The mains consist of a selection of 'pizzas' and a few more traditional options (again, a few recipes from Oliver's book can be found here). The pizzas are like nothing you've seen before, and trust me, you've never tasted anything like them. We had an old spot (slow roasted pork with bramley apple and quince sauce with crackling, watercress and Stilton) and a red ox (oxtail and brisket cooked in Worcestershire sauce with red Leicester, watercress and fresh horseradish). Now might be a good time to mention my dislike of both watercress and horseradish. Luckily for me these recipes have been finely crafted to ensure that both these flavours complement everything else and do not dominate. They were, quite frankly, two of the best pizzas I've had in a long time. The sour dough base was fantastic - light, firm and crisp, the perfect vehicle to get food into your mouth effectively.
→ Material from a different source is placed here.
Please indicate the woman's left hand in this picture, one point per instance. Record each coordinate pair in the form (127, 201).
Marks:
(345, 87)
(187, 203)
The wine list needs a mention. It seems that Union Jack's has bowed to their customers and have sourced a range of wines from other countries (previously the wine list was entirely English wine producer Chapel Down). I was slightly disappointed by the other countries selection, the list is provided by Berry Bros. and Rudd who have a stonking wine list but as a diner I wouldn't want to pay £22 for a wine named 'Good Ordinary Claret'. We enjoyed a bottle of Chapel Down's Flint Dry with our food - the staff couldn't have been more helpful in trying to find out what exactly was in this wine (predominantly Chardonnay, Huxelrebe and Schonburger). Without food it was unremarkable - a little too flinty and dry for my taste, but pair it with the English cheese on those pizzas and suddenly the gorgeous peach and clementine fruit was allowed to shine.
All in all, a very good meal. The staff were fantastic - friendly, helpful and well informed as to what they were serving up. The only thing stopping me going back there tonight is the cost - £75 for two. It's worth it, just not every night of the week.
Eating around England
Friday, 1 February 2013
Saturday, 22 October 2011
River Plate, The Calls, Leeds
A business trip necessitated a long drive up to Leeds, a place close to my heart and a must for all foodies to visit - the quality and variety of restaurants is like no other place I have lived.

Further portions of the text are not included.